In the early 1990s, under the Government's 'Options for Change' initiatives, 30 Signal Regiment moved to Bramcote to make way in 1995 for Royal Signals soldier training to be moved from Catterick Camp. The Headquarters of the Corps also came to the site from London. All special-to-arm training is now carried out with 11 Signal Regiment at Blandford.
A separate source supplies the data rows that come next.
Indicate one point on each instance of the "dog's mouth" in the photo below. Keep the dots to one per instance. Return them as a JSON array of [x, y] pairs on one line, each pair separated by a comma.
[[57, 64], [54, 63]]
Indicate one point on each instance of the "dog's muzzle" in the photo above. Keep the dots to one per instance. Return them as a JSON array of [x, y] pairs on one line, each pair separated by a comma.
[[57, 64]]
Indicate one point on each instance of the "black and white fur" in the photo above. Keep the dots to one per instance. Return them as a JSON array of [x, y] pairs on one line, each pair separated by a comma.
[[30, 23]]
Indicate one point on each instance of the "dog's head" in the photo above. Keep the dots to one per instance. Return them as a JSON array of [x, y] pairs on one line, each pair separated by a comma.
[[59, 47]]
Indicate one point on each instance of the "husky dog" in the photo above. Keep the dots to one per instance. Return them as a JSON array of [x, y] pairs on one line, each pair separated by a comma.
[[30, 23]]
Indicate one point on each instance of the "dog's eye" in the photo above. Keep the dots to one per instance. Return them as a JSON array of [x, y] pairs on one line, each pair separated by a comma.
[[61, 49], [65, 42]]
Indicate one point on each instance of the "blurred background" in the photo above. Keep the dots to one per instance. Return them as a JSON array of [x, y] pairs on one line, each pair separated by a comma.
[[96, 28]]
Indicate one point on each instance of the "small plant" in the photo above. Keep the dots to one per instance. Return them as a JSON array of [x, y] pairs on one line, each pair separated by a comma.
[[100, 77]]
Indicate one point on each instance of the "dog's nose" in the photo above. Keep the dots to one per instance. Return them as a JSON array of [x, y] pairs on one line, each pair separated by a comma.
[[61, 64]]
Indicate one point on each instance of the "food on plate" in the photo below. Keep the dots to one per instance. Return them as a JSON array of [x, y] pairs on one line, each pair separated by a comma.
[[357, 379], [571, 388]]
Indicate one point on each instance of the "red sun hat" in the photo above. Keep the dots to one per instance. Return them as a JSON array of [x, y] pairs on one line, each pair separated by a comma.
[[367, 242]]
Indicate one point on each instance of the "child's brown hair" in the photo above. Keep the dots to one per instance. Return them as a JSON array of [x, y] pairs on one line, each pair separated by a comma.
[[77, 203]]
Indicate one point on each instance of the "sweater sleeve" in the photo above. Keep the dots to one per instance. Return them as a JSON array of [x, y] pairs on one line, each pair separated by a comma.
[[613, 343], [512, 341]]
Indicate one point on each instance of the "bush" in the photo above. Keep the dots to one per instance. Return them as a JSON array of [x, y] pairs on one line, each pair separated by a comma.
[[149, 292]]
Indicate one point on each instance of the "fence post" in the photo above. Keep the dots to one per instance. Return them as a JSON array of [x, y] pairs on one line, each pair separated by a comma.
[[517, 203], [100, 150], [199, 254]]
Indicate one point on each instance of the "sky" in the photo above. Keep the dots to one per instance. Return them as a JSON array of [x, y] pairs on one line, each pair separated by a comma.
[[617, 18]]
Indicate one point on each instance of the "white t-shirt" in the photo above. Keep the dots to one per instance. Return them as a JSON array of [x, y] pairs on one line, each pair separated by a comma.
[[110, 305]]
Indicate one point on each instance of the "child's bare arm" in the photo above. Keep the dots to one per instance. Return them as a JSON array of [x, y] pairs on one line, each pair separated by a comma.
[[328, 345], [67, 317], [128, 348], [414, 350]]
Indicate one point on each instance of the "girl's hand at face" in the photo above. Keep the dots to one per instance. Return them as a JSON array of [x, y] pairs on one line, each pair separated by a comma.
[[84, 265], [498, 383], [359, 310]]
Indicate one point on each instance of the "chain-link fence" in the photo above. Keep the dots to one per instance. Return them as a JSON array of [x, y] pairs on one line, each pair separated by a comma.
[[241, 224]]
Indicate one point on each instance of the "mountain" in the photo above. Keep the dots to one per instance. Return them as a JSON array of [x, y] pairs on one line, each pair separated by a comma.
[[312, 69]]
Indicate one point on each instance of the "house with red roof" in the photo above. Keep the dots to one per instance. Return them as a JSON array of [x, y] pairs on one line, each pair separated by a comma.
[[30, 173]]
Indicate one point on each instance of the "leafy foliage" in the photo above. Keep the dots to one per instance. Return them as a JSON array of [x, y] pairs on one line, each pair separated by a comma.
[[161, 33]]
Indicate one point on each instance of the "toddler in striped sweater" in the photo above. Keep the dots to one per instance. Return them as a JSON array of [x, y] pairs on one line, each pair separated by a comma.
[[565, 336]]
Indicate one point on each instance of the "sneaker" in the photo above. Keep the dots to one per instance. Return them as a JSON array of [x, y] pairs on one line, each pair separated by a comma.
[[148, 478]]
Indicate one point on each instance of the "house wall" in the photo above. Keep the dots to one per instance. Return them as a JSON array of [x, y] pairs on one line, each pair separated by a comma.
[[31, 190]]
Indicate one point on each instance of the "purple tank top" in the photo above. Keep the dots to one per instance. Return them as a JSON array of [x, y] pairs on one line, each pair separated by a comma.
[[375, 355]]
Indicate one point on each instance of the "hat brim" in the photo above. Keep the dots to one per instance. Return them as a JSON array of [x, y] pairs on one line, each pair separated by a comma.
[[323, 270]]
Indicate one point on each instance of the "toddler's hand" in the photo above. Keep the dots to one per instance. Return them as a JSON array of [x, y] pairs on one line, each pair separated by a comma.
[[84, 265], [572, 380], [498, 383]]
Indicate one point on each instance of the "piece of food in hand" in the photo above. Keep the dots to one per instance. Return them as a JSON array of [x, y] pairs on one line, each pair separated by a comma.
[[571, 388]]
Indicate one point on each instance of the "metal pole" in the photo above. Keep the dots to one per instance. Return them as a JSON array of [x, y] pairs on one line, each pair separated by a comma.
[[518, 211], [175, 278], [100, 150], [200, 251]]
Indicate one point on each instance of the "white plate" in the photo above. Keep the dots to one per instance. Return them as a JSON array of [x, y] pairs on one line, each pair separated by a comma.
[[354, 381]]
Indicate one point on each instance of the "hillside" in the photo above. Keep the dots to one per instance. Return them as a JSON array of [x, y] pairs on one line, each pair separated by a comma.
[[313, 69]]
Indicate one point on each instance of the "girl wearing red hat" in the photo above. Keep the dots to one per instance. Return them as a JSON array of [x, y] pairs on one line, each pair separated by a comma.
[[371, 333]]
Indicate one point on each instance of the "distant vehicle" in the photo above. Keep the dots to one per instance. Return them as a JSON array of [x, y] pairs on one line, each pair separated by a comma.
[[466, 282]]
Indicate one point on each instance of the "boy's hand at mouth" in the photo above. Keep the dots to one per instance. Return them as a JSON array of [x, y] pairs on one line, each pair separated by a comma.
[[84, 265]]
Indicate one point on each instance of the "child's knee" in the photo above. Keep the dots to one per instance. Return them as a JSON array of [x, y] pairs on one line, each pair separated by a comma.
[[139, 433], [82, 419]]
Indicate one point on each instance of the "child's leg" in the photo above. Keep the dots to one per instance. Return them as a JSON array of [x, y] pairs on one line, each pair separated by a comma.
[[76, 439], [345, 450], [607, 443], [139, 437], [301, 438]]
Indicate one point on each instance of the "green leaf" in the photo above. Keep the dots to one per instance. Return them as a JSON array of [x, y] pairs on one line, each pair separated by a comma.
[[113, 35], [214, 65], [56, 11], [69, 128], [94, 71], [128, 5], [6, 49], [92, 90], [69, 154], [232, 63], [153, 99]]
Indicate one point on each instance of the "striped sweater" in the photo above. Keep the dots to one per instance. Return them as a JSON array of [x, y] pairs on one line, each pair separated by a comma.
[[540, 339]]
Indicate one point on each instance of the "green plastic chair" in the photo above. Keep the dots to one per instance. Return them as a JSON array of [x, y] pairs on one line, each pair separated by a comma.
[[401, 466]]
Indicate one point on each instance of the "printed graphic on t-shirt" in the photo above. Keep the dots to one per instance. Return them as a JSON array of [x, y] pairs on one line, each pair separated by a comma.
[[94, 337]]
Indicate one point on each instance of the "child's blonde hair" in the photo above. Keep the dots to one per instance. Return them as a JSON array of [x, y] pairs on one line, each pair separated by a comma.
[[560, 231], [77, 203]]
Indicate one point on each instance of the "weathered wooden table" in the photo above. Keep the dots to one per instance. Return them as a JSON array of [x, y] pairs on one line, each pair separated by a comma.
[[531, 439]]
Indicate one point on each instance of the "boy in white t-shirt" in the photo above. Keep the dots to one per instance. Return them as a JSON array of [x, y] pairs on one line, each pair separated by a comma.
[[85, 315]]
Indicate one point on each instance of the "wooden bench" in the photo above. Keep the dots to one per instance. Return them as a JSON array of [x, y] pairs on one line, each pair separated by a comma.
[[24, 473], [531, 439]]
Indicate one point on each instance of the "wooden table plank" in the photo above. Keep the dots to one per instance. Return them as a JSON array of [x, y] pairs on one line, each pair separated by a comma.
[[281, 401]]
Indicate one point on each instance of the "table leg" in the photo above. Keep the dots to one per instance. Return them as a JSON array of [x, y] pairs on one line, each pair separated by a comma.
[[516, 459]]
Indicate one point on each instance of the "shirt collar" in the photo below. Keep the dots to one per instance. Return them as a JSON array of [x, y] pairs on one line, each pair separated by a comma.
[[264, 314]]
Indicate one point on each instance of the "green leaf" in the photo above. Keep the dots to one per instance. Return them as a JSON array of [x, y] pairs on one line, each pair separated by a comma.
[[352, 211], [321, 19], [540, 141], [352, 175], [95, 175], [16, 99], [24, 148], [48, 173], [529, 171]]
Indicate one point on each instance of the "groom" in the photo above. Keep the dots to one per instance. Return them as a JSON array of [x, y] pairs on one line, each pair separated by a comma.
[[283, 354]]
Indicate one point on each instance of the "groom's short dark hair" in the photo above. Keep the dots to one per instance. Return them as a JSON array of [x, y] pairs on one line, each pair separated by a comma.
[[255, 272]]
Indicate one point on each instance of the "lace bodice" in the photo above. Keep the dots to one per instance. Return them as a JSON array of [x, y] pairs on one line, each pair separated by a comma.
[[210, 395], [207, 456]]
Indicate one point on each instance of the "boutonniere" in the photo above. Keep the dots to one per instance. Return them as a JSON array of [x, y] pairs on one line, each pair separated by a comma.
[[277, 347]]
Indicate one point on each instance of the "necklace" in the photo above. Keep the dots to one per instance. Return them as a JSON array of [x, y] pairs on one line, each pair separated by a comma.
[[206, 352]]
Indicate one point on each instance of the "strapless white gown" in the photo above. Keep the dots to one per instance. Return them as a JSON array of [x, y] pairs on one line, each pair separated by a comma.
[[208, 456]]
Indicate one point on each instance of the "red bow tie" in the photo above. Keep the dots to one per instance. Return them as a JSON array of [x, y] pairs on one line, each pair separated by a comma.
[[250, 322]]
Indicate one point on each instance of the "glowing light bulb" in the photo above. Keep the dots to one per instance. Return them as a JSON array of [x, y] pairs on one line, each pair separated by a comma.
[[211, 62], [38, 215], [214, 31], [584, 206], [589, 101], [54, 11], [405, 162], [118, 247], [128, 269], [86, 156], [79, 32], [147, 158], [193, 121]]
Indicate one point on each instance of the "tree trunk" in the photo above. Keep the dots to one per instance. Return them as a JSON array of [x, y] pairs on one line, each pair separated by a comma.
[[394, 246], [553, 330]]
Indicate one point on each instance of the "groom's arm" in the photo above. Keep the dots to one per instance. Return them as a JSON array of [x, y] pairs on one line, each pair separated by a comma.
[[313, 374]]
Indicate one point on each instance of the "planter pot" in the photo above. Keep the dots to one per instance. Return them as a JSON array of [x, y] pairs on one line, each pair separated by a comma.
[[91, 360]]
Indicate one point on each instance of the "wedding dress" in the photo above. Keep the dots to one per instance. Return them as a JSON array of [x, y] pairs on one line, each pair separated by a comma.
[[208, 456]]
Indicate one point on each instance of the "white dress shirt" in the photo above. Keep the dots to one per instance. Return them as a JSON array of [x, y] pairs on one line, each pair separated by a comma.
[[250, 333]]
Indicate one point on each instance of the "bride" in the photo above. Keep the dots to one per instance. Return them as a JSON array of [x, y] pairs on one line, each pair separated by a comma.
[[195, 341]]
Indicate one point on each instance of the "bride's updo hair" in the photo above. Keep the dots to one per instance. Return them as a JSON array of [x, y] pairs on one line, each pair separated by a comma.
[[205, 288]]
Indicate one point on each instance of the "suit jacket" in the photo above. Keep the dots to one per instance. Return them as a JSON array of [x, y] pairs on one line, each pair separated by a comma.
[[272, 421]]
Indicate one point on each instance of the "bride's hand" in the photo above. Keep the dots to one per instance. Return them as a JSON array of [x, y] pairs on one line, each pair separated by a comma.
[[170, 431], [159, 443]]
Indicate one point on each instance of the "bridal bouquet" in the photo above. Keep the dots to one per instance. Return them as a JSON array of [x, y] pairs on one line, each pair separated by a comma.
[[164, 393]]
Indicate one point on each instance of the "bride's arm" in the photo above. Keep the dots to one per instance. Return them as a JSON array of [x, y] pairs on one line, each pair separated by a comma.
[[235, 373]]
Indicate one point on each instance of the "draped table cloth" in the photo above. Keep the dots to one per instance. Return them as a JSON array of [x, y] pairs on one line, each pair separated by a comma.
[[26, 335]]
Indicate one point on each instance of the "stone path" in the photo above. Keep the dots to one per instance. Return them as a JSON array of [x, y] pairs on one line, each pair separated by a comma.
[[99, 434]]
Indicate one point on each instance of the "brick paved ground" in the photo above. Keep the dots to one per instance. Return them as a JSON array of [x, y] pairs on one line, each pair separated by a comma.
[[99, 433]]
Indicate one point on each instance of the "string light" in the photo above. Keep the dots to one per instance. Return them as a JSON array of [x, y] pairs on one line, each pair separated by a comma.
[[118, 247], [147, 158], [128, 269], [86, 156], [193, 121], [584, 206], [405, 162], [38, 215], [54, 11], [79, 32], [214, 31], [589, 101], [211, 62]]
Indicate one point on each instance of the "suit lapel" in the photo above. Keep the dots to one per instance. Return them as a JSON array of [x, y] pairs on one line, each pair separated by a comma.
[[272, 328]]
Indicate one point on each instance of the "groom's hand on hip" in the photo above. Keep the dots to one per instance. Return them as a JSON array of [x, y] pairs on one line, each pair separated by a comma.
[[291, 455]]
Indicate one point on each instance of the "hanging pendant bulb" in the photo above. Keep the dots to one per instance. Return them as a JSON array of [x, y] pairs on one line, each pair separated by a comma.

Following the UK Government's 2001 Defence Training Review (DTR), the Ministry of Defence proposed handing over armed forces skills training to a private sector bidder for a 25-year term, and it was announced on 17 January 2007 that the Metrix consortium had been awarded Preferred Bidder status for Package 1 of this programme. As a consequence, it was anticipated that all communications training would move from Blandford to Metrix's main campus to be built on the RAF St Athan site over a 5-year period from 2008. The announcement did however stress that there are no current plans to close or sell off the Blandford site, and that it is anticipated that it will continue to have a Defence use.

==Current units==
Below is a list of the units and formations based at Blandford:

Ministry of Defence

- Defence College of Communications and Information Systems (HQ), at Harrogate Building
- Craddock Training Area

Strategic Command

- Specialist Group Information Services, at Rutherford Building

British Army

- Headquarters, Royal Corps of Signals, at Griffin House
- 11th (Royal School of Signals) Signal Regiment, Royal Corps of Signals
  - Regimental Headquarters
  - 2 (Catterick) Squadron
  - 3 (Harrogate) Squadron
  - 4 (Military Training) Squadron
  - 5 (Maresfield) Squadron
- 13th Signal Regiment
  - Regimental Headquarters
  - 224 (Cyber Protection Team) Signal Squadron
  - 259 (Global Information Services) Signal Squadron – Joint services
  - Communication Information Systems (CIS) Trails and Development Unit (CISTDU)
- 280 (United Kingdom) Signal Squadron, Royal Corps of Signals
- Blandford Garrison Support Unit, Royal Corps of Signals
- Royal Corps of Signals Training Development Team

==Notable connections==
- Sub Lieutenant Rupert Brooke (1887–1915), stationed at Blandford between November 1914 and February 1915. It is thought that some of his best known sonnets were written here.
- Joe Fry (1915–1950), British racing car driver. He was killed in an accident at the 1950 Blandford hill-climb.